The OpenStack Image Manager is a tool for managing all images on an OpenStack environment

Requirements

This information is only relevant for the operator of an OpenStack environment. You can skip this section if you want to use OpenStack Image Manager as a normal user and you are not an operator of an openStack environment.

OpenStack Image Service (Glance)

The OpenStack Image Service (Glance) is required to upload and discover data assets that are used by other services.

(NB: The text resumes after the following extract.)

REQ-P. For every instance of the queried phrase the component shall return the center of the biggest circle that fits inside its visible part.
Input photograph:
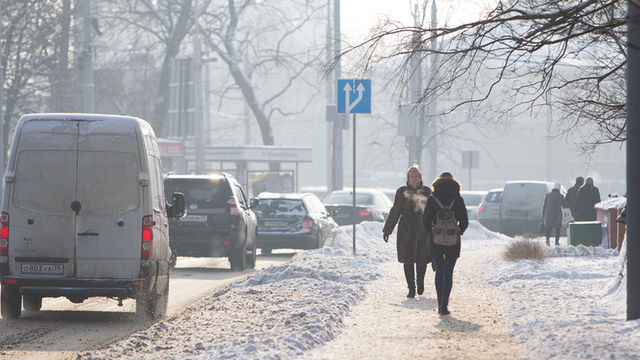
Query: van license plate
(195, 218)
(42, 269)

Since this script stores many images in a single project, the Glance quota must be set accordingly high or to unlimited.

[DEFAULT]
user_storage_quota = 1TB

With most storage backends it makes sense to convert the imported images directly to RAW. So it is required for using Ceph and it's features too. Recited from the Ceph documentation QEMU and block devices and Block devices and OpenStack.

info

The raw data format is really the only sensible format option to use with RBD. Technically, you could use other QEMU-supported formats (such as qcow2 or vmdk), but doing so would add additional overhead, and would also render the volume unsafe for virtual machine live migration when caching (see below) is enabled.

Important Ceph doesn't support QCOW2 for hosting a virtual machine disk. Thus if you want to boot virtual machines in Ceph (ephemeral backend or boot from volume), the Glance image format must be RAW.

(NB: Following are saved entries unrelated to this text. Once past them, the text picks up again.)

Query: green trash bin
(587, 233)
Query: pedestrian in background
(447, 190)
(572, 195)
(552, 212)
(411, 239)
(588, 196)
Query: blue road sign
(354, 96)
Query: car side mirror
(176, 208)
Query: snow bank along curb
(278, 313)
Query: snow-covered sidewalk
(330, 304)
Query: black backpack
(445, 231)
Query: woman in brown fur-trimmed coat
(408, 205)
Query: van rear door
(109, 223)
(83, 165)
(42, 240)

See the OpenStack Glance documentation for more details.

This requires the following parameter for the image import workflow.

[taskflow_executor]
conversion_format = raw

[image_import_opts]
image_import_plugins = ['image_decompression', 'image_conversion']

[image_conversion]
output_format = raw

Object storage backend

If the mirror functionality is used, an object storage backend is required. The use of the mirror functionality is optional and is not used by default.

Getting started

This Getting started will upload a private image to your OpenStack environment with the help of the OpenStack Image Manager.

  1. Install the openstack-image-manager package with pip.

    pip3 install openstack-image-manager

    The installation can also be done via pipenv.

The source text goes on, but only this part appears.